Ces scènes atroces, qu'aucun observateur extérieur ne supporterait, sont tirées de milliers d'autres vues et vécues par l'auteur qui donnent à son témoignage une valeur d'autant plus grande qu'il ne juge pas, mais fait l'effort, contre sa sensibilité même, de proposer des solutions pratiques pour diminuer la souffrance des animaux à la mort et à l' agonie desquels il assiste quand même ! Solutions qui sont souvent rejetées par les acteurs de cet univers de mort, avec des argumeuts irrationnels qui témoignent tous du fait que la plupart des hommes n'ont encore aucune idée, aucune représentation claire de ce que peut-être la souffarnce des bêtes, avant et pendant leur abbatage . Le consommateur n'ayant aucune idée de ce que sont ces systèmes industriels d'élévage et d'abbatage des animaux, le système d'exploittion se maintient d'autant plus efficacement qu'il est quasiment impossible de pénétrer dans ce milieu de désolation pour la plupart des individus. Mais la princiape justification de ce système repose sur la consommantion elle-même qui cautionne, d'une certaine manière, ces pratiques largement d'élevage et de mise à mort, majoritairement répandues, sans même savoir qu'elles existent et à quoi elles ressemblent.

Que faire dans ces conditions limites qui mettent en péril la vie de millions d'animaux ? Cet univers d'exploitation repose sur une inertie considérable justifiée par nos pratiques alimentaires qui semblent se satisfaire de cette situation insupportable : d'où la seule solution pour diminuer cette quantité de violence, solution radicale mais en l'état actuel des choses, unique pour sortir de cette réalité selon l'auteur Jean-Luc Daub :



"Si vous voulez-vraiment faire quelque chose pour les animaux dits de boucherie, le mieux est de ne plus les manger. De ne plus acheter de viande en pensant aux trois millions d'animaux abattus chaque jour en France. C'est le plus beau cadeau que l'on puisse faire aux animaux. "

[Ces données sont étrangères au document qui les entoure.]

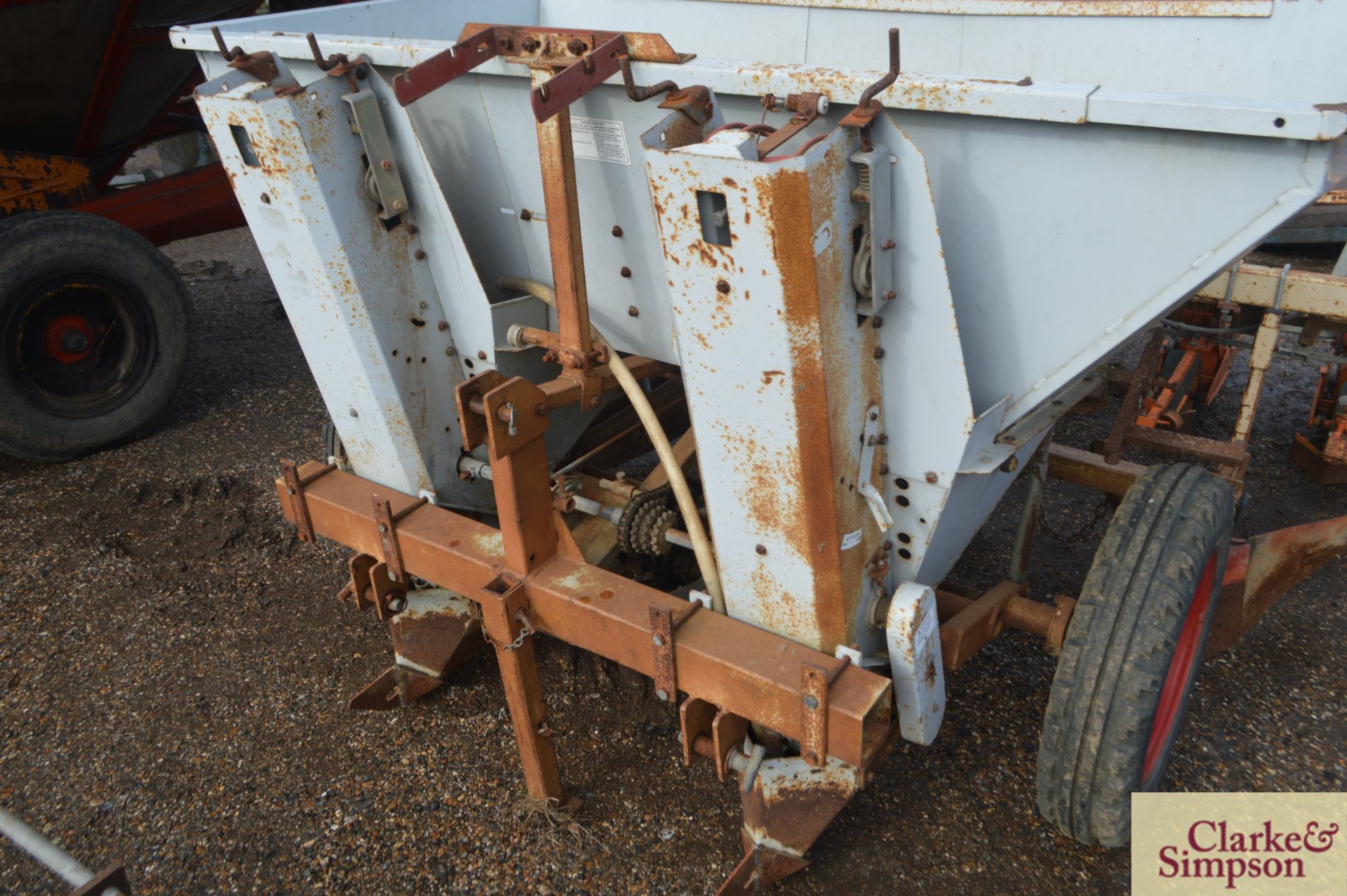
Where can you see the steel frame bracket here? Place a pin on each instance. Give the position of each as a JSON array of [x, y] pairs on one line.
[[386, 522], [295, 495], [379, 152], [663, 624], [480, 42]]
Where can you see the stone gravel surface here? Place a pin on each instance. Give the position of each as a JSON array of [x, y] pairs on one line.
[[174, 671]]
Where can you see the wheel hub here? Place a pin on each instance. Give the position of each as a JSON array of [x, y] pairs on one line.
[[69, 338]]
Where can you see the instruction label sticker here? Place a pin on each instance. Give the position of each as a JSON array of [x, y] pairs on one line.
[[600, 139]]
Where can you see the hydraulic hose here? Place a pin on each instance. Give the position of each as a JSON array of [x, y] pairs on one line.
[[682, 493]]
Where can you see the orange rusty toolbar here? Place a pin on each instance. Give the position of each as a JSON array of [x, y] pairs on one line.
[[741, 669]]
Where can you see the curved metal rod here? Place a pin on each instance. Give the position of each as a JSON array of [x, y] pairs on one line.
[[224, 51], [319, 57], [887, 80], [641, 95]]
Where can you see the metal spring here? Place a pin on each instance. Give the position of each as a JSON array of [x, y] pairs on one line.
[[865, 181]]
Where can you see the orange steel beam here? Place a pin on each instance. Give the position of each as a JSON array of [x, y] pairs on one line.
[[744, 670]]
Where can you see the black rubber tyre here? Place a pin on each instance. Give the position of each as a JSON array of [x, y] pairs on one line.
[[1133, 650], [95, 323]]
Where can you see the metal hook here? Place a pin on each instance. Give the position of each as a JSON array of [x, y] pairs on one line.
[[225, 51], [319, 57], [640, 95], [888, 79]]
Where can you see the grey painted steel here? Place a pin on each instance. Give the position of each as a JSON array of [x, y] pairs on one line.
[[1055, 185]]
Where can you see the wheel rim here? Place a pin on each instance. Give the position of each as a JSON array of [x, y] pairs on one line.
[[79, 345], [1183, 666]]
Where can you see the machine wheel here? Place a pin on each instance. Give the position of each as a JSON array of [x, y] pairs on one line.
[[95, 325], [1133, 650]]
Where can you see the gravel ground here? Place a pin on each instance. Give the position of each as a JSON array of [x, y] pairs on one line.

Solution extrème qui serait théoriquement efficace dans une économie de marché comme la nôtre, mais solution impossible en raison de lourdes et pesantes traditions culturelles et culinaires françaises reposant sur une consommation importante de viande qui éloigne de toute prise de conscience publique de cette fabrication industrielle et concentrationnaire de viande ; en raison aussi de nombreux et puissants groupes de pression qui vivent de cette misère animale ; en raison de la lâcheté des pouvois publics qui ont, au fond, intérêt à ce que ce secteur économique prospère pour le plus grand profit des éleveurs, des industriels et des consommateurs; en raison, enfin, de l' égoïsme foncier de l'Homme, prisonnier de ses "petits" plaisirs alimentaires et dont le comportement hédoniste est la meilleure et la plus puissante justification de ce système de mort industriel.

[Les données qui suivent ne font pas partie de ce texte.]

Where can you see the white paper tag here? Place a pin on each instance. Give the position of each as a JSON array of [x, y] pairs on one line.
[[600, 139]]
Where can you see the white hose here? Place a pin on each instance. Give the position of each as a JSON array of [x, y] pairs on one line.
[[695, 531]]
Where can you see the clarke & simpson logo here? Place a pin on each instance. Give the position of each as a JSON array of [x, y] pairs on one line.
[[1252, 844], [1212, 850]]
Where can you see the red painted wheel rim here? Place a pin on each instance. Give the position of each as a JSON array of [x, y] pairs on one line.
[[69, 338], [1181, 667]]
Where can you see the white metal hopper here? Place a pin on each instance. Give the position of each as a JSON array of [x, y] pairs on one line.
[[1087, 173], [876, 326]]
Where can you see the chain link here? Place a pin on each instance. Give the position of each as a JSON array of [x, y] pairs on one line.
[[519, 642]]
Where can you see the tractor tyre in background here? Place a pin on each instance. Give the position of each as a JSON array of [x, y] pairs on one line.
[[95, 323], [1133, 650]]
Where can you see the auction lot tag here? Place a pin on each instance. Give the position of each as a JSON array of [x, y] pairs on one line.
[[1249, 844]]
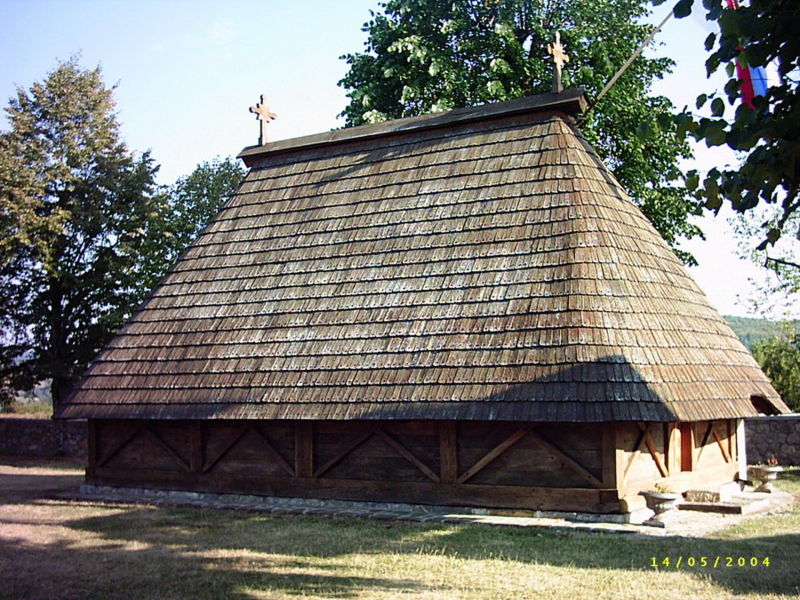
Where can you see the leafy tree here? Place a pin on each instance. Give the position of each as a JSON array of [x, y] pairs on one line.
[[781, 288], [77, 210], [424, 56], [197, 197], [766, 184], [779, 357]]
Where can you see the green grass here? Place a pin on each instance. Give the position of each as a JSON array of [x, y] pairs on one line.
[[143, 552]]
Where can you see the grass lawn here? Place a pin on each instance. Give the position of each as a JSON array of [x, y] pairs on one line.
[[53, 549]]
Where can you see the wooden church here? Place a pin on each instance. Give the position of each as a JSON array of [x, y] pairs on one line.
[[462, 308]]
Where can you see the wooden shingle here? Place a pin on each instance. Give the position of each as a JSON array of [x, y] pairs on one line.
[[481, 264]]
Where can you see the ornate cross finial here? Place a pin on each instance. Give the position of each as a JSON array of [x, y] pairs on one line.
[[560, 58], [264, 115]]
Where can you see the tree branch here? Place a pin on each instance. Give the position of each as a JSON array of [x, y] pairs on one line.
[[780, 261]]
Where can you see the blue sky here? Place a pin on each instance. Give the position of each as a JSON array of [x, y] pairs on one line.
[[187, 71]]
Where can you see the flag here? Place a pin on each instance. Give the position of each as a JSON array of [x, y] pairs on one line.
[[752, 80]]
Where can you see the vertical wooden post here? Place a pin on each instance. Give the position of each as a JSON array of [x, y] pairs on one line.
[[197, 447], [608, 454], [303, 449], [671, 448], [729, 429], [741, 449], [687, 446], [91, 445], [448, 452]]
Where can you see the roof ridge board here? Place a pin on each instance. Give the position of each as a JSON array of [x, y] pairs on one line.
[[408, 163], [402, 208], [415, 189], [415, 149], [446, 141], [569, 101], [317, 194]]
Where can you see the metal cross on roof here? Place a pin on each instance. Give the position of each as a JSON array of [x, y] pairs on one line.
[[264, 115], [559, 58]]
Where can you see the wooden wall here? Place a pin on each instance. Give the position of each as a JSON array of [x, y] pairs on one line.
[[511, 465], [679, 456], [553, 466]]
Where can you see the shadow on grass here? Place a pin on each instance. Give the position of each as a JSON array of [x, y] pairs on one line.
[[122, 571], [302, 542], [147, 552]]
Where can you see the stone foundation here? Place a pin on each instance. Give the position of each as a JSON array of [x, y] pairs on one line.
[[42, 437]]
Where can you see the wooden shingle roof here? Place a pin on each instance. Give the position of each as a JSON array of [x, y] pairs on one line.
[[478, 264]]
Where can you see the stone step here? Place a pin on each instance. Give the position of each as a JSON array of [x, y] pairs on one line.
[[743, 503]]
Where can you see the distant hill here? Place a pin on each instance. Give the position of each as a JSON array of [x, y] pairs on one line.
[[751, 331]]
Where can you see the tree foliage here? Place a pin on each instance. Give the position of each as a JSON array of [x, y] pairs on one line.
[[779, 357], [195, 198], [424, 56], [85, 233], [766, 184], [77, 210]]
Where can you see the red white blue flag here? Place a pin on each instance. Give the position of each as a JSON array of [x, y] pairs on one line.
[[752, 80]]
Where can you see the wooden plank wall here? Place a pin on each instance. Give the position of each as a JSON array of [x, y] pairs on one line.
[[514, 465], [680, 456]]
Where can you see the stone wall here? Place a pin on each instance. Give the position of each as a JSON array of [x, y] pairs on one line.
[[777, 436], [42, 437]]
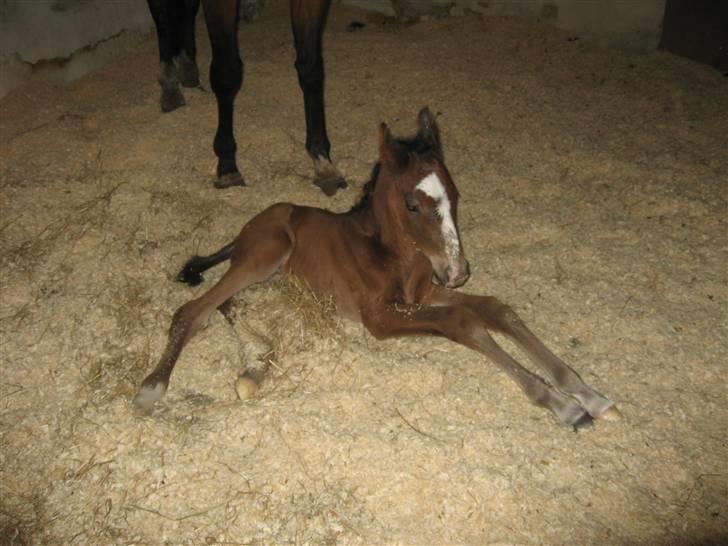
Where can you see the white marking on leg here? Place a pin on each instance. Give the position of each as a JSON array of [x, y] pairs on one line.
[[433, 187]]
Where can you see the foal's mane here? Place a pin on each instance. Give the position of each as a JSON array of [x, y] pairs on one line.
[[406, 150]]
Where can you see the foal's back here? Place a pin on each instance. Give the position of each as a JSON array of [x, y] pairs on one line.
[[337, 254]]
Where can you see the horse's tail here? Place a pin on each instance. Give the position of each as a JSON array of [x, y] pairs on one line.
[[191, 273]]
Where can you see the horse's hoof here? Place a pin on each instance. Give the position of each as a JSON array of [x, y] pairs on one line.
[[146, 398], [229, 180], [327, 177], [171, 99]]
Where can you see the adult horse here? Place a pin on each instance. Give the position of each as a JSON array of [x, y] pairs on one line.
[[175, 24], [378, 261]]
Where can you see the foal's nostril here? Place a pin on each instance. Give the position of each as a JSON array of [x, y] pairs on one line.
[[459, 276]]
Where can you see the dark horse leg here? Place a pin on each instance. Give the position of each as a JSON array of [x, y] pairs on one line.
[[175, 24], [307, 20], [226, 78]]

Laissons le mot de la fin à l'auteur de cette éprouvante et émouvante enquête qui ne peut que susciter l'admiration du lecteur que je suis :


"Cependant le consommateur est toujours prêt à pleurer sur la misère des animaux dits de boucherie, mais il semble incapable de vouloir vraiment la soulager puisqu'il continue à manger le produit de cette misère qu'est la viande. Par contre, il est probable qu'il se donne bonne conscience en adhérant à telle ou telle association de protection des animaux. Nous sommes responsables du sort des animaux par nos choix alimentaires et nos achats."